Here we are, then, after five years of waiting, with this new "New Erections". It immediately gives us a certainty: the Locust have not lost their sarcasm. At least in assigning titles (how can we forget that magnificent "Identity Exchange Program Rectum Return Policy", contained in "Plague Soundscapes"?). As for the rest, the album is, in every way... different. The Locust have not recycled themselves, they have not rested on their laurels, content with the fame acquired. Instead, they have explored new paths, examined the space/time relationship, experimented with different solutions, achieving an instrumental mastery truly out of the ordinary. And finally, we can say it: if in "Plague Soundscapes" music was under the threat of a menacing firing squad, in "New Erections" its carcass has already been fed to those paraplegic growths winding through the artwork.

There are certainly many aspects that differentiate these Locust from the Locust five years ago. It might be spazzcore - a term much liked by purist critics - but it is certainly not the same music (or rather, the same noise) we heard on the previous album. Firstly, the number of tracks: they are no longer tragicomic samples rarely exceeding a minute in duration but rather well-composed and structured pieces, powerful, precise, and, above all, much longer. So we go from twenty-three to eleven tracks (!), and incredibly, without feeling the slightest effort or the perception of a terrible systematic void. It certainly doesn't end there: the musical aspect has also changed profoundly. The unbalanced noise of the beginnings has been accompanied - or replaced, in some cases - by an cybergrind of unheard-of malignity, which in some ways recalls bands like Cephalic Carnage, Genghis Tron, and Agoraphobic Nosebleed. But here and there also appear glimpses of genres that, until now, were completely foreign to the Californians' inclinations, such as ambient and progressive. Without forgetting electronics, much more present than before, abused to such an extent as to completely distort every possible sound.

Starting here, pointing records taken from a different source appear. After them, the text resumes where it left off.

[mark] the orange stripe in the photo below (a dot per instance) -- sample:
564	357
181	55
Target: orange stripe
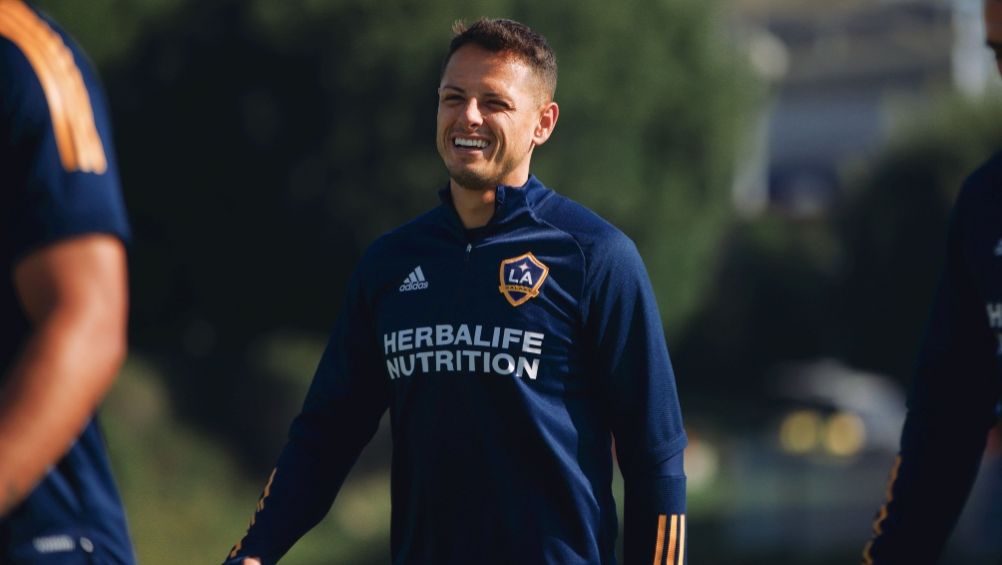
878	526
72	115
681	539
672	538
659	547
80	146
254	517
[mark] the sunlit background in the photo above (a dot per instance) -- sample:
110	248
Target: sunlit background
786	167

And so we move from the magmatic counter-tempos of grindcore in "AOTKPTA", which remains lively in both the accelerations and techno incursions, to the unmistakable, corrosive, lightning-fast punk of "We Have Received An Official Verdict: Nobody Gives A Shit" (here comes the locusts' humor again!), to the bewildering, hammering back-and-forth of "One Manometer Away From Mutually Assured Relocation", a sort of daring and imprecise target practice. Certainly not forgetting the episodes more similar to what were the band's acoustic roots: the lethal and bludgeoning "Hot Tubs Full Of Brand New Fuel", or the danceable "God Wants Us All To Work In Factories" (great Locust!), supported almost entirely by the technical prowess of Gabe Serbian, ever faster and more incisive in his drumming.

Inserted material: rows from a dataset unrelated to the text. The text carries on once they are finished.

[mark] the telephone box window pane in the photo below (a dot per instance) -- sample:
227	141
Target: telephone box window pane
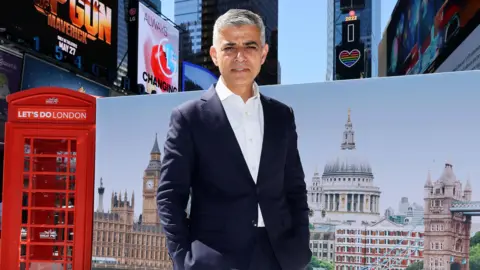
71	201
23	251
24	216
73	147
72	182
50	164
25	199
69	251
47	253
50	147
23	233
47	235
49	181
48	199
25	181
48	217
71	218
26	164
70	234
45	266
27	147
73	165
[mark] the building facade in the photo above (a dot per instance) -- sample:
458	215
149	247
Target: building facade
408	213
322	242
370	35
346	191
446	233
378	245
122	241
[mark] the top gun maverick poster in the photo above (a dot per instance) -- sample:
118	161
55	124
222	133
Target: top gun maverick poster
81	33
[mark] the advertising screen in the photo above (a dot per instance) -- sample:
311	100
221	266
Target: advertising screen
196	77
10	76
423	34
157	53
82	33
37	73
350	61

But it is the less "predictable" pieces - even if predictability is hardly a term that can be associated with them - that focus more attention. And the Californians reward us with real gems, such as "The Unwilling... Led By The Unqualified... Doing The Unnecessary... For...", a sinuous piece of almost four minutes that agilely navigates between dark atmospheres and unsuspected mid-tempo progressive, or the endless hardcore of "Book Of Bot" (four minutes and thirty-one, believe it or not!), possessed by an android soul that makes the skeleton resonate with an electronic hum little or nothing terrestrial. The real masterpiece, however, is to be found in "Scavenger, Invader", a chilling and alienating whistle, incredibly annoying and itchy, alternating in a climax of invasiveness with a background of disconnected screams of rebellious timbre. Until it ends in an unnatural silence.

The courage to change direction, to strive to amaze, combined with the great rage held within for five very long years, effectively makes this "New Erections" the masterpiece, albeit controversial, of the Locust. It remains to be seen if the fans won over by "Plague Soundscapes" will react positively to this sudden change of direction from the Californians. This is certainly not an album for everyone, and if the previous one seemed absurd to you, brace yourself for a real punch in the stomach: this time, the Locust don't pass by but shoot their bullets without mercy.

Will you be able to stand up to them?